Once you’ve presented models, learners need to see how they’re used. Examples are best suited as stories, telling the situation, the dilemma, the options considered, the choices made, and the outcome. Stories make sense, because our brains are wired to process them. Important elements include being clear about the underlying thinking and ideally showing backtracking and repair (this helps illuminate self-monitoring, an important meta-cognitive concept).
More specifically, examples need to annotate the thinking with the models. That is, the thought processes that accompany the choices that lead from problem to solution need to explicitly refer to the models, and show how the causal relationships were used to make the decisions. The relationship between the model and the context in the situation needs to be made clear. And, of course, multiple contexts should be used to help abstract the model from the specific context and show how the model can be re-instantiated in different situations.
Ultimately, of course, what’s needed is practice. In particular, sufficient practice to automate the use of the model in the context. That varies, depending on the complexity of the model, the specificity of the situations, and the frequency of use in the performance situation after the learning situation. Taking a 70:20:10 perspective, including the expectations for coaching and breadth of application after the learning experience helps plan for the full learning experience.
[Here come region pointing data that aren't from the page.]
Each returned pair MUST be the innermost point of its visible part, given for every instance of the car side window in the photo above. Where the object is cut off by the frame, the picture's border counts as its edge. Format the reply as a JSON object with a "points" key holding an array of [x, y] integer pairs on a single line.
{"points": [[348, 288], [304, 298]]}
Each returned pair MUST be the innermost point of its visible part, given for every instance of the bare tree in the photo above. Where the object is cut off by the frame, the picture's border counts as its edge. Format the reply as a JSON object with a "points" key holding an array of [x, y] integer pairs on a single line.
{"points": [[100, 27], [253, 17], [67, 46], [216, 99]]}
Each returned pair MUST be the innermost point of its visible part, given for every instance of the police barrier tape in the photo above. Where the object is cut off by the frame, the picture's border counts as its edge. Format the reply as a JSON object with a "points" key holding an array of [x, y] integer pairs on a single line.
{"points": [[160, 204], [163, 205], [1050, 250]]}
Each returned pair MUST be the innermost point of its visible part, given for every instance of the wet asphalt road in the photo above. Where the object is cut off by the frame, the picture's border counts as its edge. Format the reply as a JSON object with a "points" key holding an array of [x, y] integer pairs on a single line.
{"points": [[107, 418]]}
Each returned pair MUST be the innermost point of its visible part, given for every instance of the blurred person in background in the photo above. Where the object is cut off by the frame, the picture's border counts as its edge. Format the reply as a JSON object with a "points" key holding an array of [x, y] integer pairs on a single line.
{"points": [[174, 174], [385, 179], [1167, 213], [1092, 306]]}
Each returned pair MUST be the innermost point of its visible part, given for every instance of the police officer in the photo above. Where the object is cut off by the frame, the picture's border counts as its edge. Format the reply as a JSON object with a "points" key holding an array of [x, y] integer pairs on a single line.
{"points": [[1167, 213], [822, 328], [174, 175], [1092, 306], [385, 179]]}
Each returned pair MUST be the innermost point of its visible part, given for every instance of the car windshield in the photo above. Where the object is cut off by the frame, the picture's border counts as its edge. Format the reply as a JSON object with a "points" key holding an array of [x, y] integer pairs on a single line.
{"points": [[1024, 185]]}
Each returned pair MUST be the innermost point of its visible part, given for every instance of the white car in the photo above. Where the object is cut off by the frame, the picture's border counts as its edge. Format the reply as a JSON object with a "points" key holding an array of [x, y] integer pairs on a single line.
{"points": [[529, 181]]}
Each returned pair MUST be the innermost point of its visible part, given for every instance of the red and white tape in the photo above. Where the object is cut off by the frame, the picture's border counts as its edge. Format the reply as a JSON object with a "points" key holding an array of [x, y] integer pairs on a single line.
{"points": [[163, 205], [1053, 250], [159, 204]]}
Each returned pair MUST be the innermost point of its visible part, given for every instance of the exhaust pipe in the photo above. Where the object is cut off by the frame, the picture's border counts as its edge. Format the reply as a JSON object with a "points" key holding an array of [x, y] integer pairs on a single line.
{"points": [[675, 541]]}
Learners need to be presented with situations where the model is applicable (and even ones where it’s not, if those boundaries are important), and given choices to make. Depending on the cost of failure, this may range from simply better written multiple-choice questions to a full immersive simulation game.
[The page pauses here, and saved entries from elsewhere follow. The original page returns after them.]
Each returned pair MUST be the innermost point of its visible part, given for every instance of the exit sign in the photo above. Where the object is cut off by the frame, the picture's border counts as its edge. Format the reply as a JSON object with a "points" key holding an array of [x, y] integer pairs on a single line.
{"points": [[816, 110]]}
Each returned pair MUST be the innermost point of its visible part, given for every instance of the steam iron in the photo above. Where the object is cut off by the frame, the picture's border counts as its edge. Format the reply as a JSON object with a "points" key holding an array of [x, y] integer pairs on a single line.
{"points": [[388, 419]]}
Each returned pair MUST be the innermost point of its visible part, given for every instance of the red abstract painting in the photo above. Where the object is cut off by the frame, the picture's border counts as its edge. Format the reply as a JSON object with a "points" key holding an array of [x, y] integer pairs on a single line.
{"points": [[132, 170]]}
Given the fact that we’re talking about increasingly ambiguous situations, it may be hard to determine the contexts. However, the model that should guide the decisions should also support inferring the types of situations where the decisions could occur, and picking representative situations that span the space. These should be distributed across examples and practice situations to support appropriate transfer.
Ultimately, it will be important to determine whether the models have been appropriately internalized. Of course, this happens naturally as a result of the practice, but you may well want to assess the knowledge of the model as well as the ability to apply that model to make decisions. However, the best test of the models is the ability to use it to predict and explain, so not only knowing the relationships but using them becomes clear.
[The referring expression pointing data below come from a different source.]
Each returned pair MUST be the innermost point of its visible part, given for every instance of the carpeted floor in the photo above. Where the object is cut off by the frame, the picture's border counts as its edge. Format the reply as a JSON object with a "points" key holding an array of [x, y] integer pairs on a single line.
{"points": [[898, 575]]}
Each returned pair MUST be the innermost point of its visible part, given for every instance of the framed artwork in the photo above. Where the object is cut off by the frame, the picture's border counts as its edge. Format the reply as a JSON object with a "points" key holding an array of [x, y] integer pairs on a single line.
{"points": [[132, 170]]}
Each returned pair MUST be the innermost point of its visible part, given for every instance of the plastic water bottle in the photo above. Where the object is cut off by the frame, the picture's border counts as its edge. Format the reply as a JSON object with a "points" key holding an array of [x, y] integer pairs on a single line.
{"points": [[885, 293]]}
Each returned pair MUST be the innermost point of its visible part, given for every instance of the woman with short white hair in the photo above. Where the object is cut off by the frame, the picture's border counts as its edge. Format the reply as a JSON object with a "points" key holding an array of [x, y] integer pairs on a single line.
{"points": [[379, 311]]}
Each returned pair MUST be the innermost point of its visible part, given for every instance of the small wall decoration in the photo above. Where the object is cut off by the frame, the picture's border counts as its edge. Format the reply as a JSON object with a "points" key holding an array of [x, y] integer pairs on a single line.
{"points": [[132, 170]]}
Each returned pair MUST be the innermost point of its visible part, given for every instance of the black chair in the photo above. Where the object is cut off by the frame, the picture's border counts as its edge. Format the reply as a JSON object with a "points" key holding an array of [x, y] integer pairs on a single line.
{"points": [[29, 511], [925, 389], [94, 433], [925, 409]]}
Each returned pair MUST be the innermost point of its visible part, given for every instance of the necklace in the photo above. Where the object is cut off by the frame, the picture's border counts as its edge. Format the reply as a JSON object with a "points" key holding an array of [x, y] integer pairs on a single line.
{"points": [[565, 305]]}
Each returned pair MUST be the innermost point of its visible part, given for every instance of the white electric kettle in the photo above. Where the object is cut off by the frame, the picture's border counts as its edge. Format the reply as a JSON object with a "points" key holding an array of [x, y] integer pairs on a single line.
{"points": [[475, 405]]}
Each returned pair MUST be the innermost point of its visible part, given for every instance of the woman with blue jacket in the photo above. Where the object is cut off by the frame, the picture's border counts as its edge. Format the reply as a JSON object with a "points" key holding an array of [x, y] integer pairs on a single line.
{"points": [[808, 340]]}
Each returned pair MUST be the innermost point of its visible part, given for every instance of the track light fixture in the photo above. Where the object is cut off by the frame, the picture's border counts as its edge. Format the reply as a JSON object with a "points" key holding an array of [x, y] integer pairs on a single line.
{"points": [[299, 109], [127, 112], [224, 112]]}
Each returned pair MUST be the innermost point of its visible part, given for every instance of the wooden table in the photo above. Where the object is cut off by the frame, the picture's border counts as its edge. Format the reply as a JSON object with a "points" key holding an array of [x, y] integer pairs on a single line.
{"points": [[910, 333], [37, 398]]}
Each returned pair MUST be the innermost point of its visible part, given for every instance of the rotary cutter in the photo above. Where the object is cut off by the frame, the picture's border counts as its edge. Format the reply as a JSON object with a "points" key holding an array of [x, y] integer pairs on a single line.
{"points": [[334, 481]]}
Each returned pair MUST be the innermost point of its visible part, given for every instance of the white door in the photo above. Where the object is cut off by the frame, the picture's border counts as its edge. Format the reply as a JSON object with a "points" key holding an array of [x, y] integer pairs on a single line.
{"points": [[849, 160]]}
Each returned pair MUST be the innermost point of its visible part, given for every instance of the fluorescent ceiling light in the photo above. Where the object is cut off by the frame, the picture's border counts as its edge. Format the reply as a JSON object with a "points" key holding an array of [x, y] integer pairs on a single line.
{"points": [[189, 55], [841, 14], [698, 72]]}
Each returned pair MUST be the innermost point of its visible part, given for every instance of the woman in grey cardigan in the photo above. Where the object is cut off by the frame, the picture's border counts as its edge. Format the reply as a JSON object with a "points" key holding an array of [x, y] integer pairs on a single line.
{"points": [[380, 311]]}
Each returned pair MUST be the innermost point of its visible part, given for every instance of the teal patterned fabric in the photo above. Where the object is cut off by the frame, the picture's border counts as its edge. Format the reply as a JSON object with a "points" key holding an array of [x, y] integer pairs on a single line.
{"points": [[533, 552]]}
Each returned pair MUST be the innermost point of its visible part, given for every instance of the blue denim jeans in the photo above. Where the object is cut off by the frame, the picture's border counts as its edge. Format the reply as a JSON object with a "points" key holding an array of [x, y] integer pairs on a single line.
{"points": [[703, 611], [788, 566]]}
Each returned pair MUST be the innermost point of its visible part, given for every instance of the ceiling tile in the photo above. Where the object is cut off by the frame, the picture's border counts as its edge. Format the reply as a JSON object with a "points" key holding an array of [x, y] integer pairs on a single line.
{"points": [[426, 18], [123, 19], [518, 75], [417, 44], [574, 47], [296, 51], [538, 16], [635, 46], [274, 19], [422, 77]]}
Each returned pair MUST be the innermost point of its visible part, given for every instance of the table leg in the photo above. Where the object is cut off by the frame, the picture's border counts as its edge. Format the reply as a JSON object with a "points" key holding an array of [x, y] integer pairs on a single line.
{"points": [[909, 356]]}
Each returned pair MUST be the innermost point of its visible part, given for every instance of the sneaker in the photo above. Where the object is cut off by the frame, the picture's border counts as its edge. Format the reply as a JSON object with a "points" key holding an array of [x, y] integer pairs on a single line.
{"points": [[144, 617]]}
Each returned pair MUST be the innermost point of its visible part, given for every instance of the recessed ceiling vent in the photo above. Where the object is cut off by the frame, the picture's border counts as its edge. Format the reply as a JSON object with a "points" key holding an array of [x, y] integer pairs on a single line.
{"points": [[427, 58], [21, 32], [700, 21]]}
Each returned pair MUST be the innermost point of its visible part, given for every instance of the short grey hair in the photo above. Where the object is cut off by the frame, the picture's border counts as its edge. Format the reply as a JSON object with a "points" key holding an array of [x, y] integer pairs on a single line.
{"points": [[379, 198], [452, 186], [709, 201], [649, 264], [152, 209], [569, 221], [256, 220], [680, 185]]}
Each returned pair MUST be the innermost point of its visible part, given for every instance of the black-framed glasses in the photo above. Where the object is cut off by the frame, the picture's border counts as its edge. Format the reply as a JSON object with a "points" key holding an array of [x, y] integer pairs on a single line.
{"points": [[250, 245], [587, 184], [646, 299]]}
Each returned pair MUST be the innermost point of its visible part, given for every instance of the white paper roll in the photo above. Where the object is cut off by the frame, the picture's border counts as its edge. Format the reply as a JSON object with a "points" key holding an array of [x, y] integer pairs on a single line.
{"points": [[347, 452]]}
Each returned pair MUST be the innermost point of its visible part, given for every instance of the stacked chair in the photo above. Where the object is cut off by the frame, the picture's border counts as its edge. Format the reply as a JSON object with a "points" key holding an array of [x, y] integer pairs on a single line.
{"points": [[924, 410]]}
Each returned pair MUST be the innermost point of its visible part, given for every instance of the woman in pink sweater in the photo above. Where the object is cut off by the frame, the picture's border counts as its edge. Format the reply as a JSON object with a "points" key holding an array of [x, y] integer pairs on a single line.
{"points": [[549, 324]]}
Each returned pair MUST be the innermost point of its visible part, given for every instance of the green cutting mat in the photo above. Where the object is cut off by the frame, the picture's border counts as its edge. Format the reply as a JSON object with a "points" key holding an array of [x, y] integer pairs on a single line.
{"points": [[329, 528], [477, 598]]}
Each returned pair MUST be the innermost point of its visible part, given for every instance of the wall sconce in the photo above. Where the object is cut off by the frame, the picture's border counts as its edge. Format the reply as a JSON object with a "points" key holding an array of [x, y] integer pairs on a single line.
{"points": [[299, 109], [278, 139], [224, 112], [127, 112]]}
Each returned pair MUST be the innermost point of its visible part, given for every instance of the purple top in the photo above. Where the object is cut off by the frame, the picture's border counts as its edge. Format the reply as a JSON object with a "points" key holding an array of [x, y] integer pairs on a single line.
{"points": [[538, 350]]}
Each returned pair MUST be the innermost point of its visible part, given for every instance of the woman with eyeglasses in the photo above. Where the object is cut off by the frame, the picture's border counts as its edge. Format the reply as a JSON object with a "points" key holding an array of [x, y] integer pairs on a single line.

Another useful approach may be to ask learners to actively represent the models, with concept mapping. Concept mapping involves creating explicit representations of the concepts and the links between them. They have been shown to be powerful adjuncts to other mechanisms to develop and assess conceptual understanding.
Models are, in my mind, the most powerful tool you can equip learners with. As part of the Ph.D. research I mentioned earlier, I explored analogical reasoning and mental models as a outcome of our powerful cognitive architecture. It’s been proposed that all thinking is inherently analogical, and regardless, it’s valuable for the purposes of accommodating our increasingly changing world. Research has supported the value of mental models in business decisions, so it’s time to get on top of this area for organizational success. I hope this mental model of mental models helps you in your decisions about learning design.